We argue that desirable collaborator agents should be evaluated on their ability to appropriately leverage human effort to improve task completion. Agent utility is a product of the collaboration process, not just its endpoint. The evaluations should incorporate two human-centered dimensions of collaborative agents:

User Effort — how much cognitive and investigative work users invest in the collaboration process, which may involve actively building an understanding of the task or the agent’s reasoning process, or simply answering the agent’s clarification prompts;
Utility of Joint Actions — how much the joint human and agent team can accomplish together, reminiscent of joint human-AI team performance studied in prior literature (Bansal et al., 2021).

Taking inspiration from the scaling laws in machine learning (Hoffmann et al., 2022; Kaplan et al., 2020), we capture these two dimensions through the concept of collaborative effort scaling: a framework analyzing how well an agent’s utility impacts and scales with increasing user involvement. It studies two desired properties of collaborative agents: interaction sustainability, where agents should generate greater value with more user effort, and maximum usability, where agents should encourage and sustain engagement across longer interactions when needed, especially in tasks where deeper understanding or high-stakes decisions are involved.

We apply this framework to study existing human agent collaboration setups in a simulated environment by (Shao et al., 2024). We find that for complex, real-world knowledge tasks like travel planning (Xie et al., 2024), additional user effort frequently leads to minimal or no improvement compared to a fully autonomous baseline. Analysis of the collaboration reveals a key issue is agent reliance on a seemingly recursive problem-solving approach: they focus on completing immediate, individual tasks or user asks, but fail to develop and follow a coherent global plan for meaningful, long-term interactions necessary for the task.

Framework

Formalization

We study the whole collaboration process through the joint action trace between the human and agent: $\mathbf{a} = [ a_1^{(l_1)}, a_2^{(l_2)}, \dots, a_T^{(l_T)} ]$, where $T$ is the total number of steps, and $l_t \in {\text{human}, \text{agent}}$ indicates which party is taking action at step $t$. Each action is based on a corresponding context window $\mathbf{c} = [ c_1^{(l_1)}, c_2^{(l_2)}, \dots, c_T^{(l_T)} ]$.

The handoff between human and agent breaks down the process into rounds: $\mathbf{a}_k = \mathbf{a}_{[i_k:j_k]}$ where $i_k$ and $j_k$ are the start and end step of the action.

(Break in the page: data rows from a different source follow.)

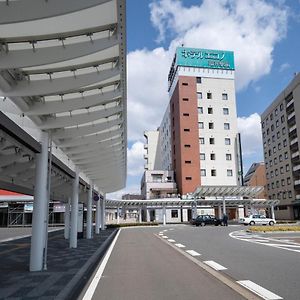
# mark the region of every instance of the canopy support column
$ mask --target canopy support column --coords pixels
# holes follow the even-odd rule
[[[77,248],[78,193],[79,193],[78,189],[79,189],[79,171],[76,168],[75,178],[73,179],[70,248]]]
[[[92,238],[92,202],[93,202],[93,184],[90,183],[88,190],[87,214],[86,214],[86,238]]]
[[[70,204],[71,197],[68,197],[68,203],[65,205],[65,231],[64,236],[65,239],[68,240],[70,238]]]
[[[32,216],[32,236],[30,247],[30,271],[41,271],[43,268],[43,256],[45,253],[46,220],[48,214],[48,133],[42,132],[41,153],[36,154],[36,174]]]

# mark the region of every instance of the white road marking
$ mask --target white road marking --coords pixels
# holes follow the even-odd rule
[[[93,297],[93,295],[95,293],[95,290],[97,288],[97,285],[98,285],[98,283],[99,283],[99,281],[101,279],[101,276],[102,276],[102,274],[104,272],[105,266],[106,266],[106,264],[107,264],[107,262],[109,260],[109,257],[110,257],[110,255],[112,253],[112,250],[113,250],[113,248],[114,248],[114,246],[115,246],[115,244],[117,242],[117,239],[119,237],[119,234],[120,234],[121,230],[122,229],[120,229],[118,231],[118,233],[116,234],[114,240],[112,241],[111,245],[109,246],[109,248],[108,248],[108,250],[107,250],[107,252],[106,252],[106,254],[105,254],[105,256],[104,256],[104,258],[103,258],[103,260],[102,260],[102,262],[101,262],[101,264],[100,264],[100,266],[98,268],[98,270],[97,270],[97,273],[96,273],[95,277],[93,278],[91,284],[89,285],[87,291],[85,292],[84,297],[82,298],[82,300],[90,300],[90,299],[92,299],[92,297]]]
[[[234,231],[229,234],[230,237],[249,243],[259,244],[263,246],[274,247],[277,249],[288,250],[300,253],[300,244],[292,241],[278,239],[278,237],[262,237],[257,234],[246,236],[241,231]]]
[[[177,246],[178,248],[185,248],[185,246],[182,244],[175,244],[175,246]]]
[[[192,256],[200,256],[201,254],[194,250],[186,250],[186,252]]]
[[[217,271],[227,270],[227,268],[223,267],[222,265],[216,263],[213,260],[206,260],[206,261],[204,261],[204,263],[207,264],[208,266],[212,267],[213,269],[217,270]]]
[[[240,281],[237,281],[237,283],[242,285],[243,287],[247,288],[248,290],[252,291],[256,295],[262,297],[265,300],[283,299],[282,297],[272,293],[271,291],[263,288],[262,286],[254,283],[251,280],[240,280]]]

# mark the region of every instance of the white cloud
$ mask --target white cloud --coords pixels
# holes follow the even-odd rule
[[[128,62],[128,137],[138,140],[160,125],[168,104],[170,56],[163,48],[130,52]]]
[[[287,69],[289,69],[291,67],[291,65],[289,63],[283,63],[280,67],[279,67],[279,72],[283,72]]]
[[[127,149],[128,172],[130,176],[142,176],[144,172],[144,144],[135,142],[131,148]]]
[[[184,7],[181,1],[150,4],[159,40],[170,33],[170,50],[181,45],[235,52],[237,90],[268,74],[275,44],[286,34],[287,8],[263,0],[204,0]]]
[[[239,117],[238,130],[241,133],[243,158],[255,156],[258,160],[262,160],[260,116],[255,113],[249,117]]]

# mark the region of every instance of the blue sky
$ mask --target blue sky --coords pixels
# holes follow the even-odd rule
[[[139,192],[143,131],[156,129],[168,103],[176,46],[233,50],[245,171],[263,160],[259,114],[300,71],[300,0],[128,0],[128,177]]]

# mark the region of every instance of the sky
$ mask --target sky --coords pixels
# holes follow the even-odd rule
[[[144,131],[159,127],[176,47],[234,51],[244,172],[263,161],[260,114],[300,71],[300,0],[127,0],[127,185],[140,193]]]

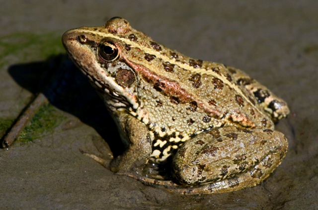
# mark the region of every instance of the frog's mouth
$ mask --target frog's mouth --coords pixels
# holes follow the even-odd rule
[[[109,109],[136,110],[139,107],[136,99],[125,93],[112,77],[107,75],[96,59],[98,42],[94,41],[89,34],[85,34],[82,37],[79,34],[83,33],[79,29],[73,29],[65,32],[62,37],[64,47],[73,63],[88,78]],[[83,37],[86,39],[84,42]]]
[[[110,106],[118,110],[125,109],[131,110],[133,108],[133,105],[127,101],[126,98],[120,93],[116,91],[107,83],[101,83],[96,79],[96,77],[90,74],[84,66],[81,65],[80,63],[74,60],[72,56],[70,56],[73,62],[76,64],[78,68],[88,79],[92,86],[95,89],[98,95],[101,98],[107,106]]]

One round may start with a user action and be followed by multiple agent actions, possibly including silent internal steps such as planning or retrieval, or an actual output update (e.g., generating a revised itinerary). Likewise, a user might act several times before handing control back.

We use the handoff between human and agent to split the collaboration process into rounds: each round may contain zero or more user actions.

The entire procedure can be further divided into two stages. The first is the initial request stage, during which the agent produces a preliminary draft of the output. This stage concludes when $a_i^{\text{agent}}$ generates the first substantial version at step $i$. The process then transitions into a refinement stage, where the agents iteratively adjust and improve the output in response to human feedback.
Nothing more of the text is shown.